Fayo and Moti are twin boys born in a Mus!im village in Ethiopia. Securing a spot in our 2-year kindergarten program for the brothers was their mother’s strong desire. The boys’ father, Abiti, is a farmer, but the land has been dry and unforgiving. It has not rained enough, and crops are stunted. Dad is also hampered by not having oxen to plough his land.
Shumba, the boys’ mother who is pregnant with her third child, works hard gathering firewood and hauling water. She is weak from lack of food exacerbated by the strain of carrying another child. Shumba leans heavily on the help her daughter, 12-year-old Makiya, gives her.
The family lives in an old, leaky hut that offers little protection from the elements. The five of them huddle together on the floor at night covered with a thin blanket. It is no mystery why Fayo is plagued with unrelenting ear infections and has nose bleeds and Moti’s chronic cough racks his little body.
The family’s abject poverty won the brothers a place in our Mana Gammachuu (Joyful Place) kindergarten, and their education is paid for by sponsors in the U.S.

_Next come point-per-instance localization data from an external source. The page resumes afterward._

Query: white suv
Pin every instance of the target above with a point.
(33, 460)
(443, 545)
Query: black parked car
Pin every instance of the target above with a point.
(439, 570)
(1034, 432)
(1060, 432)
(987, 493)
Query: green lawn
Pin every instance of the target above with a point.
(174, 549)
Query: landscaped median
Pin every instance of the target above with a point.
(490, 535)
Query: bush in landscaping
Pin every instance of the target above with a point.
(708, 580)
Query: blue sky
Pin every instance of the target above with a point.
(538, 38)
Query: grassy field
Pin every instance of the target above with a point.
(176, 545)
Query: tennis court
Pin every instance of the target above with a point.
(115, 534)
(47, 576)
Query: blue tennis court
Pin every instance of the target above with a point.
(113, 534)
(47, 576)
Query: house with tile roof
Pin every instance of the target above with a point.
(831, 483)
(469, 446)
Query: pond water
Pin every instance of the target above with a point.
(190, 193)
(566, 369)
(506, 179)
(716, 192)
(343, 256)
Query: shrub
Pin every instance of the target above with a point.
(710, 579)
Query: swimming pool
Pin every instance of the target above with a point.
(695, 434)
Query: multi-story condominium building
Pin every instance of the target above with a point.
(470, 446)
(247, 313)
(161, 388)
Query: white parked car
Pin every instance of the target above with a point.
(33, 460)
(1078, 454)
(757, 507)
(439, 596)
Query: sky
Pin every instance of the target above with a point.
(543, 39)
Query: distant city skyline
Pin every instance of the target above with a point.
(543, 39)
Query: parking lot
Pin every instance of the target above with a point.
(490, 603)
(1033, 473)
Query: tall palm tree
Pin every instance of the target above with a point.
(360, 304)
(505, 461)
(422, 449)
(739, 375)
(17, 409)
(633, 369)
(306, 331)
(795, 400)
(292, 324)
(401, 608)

The daily lunch with protein and a multivitamin has helped with the boys’ energy level and they are now able to participate in soccer games or tag at recess.
Shumba and her husband have come to faith in Jesus but are struggling because of the intense pressure from their extended family and neighbors to return to Is!am. They welcome visits from the pastor who listens to their problems, reads God’s Word to them, and prays.
Imagine the surprise when they learned that sponsors of the boys sent money to buy them clothes! The family can hardly fathom why people in faraway America would care so much they would buy their boys brand new outfits. It is the first time the twins have had shoes!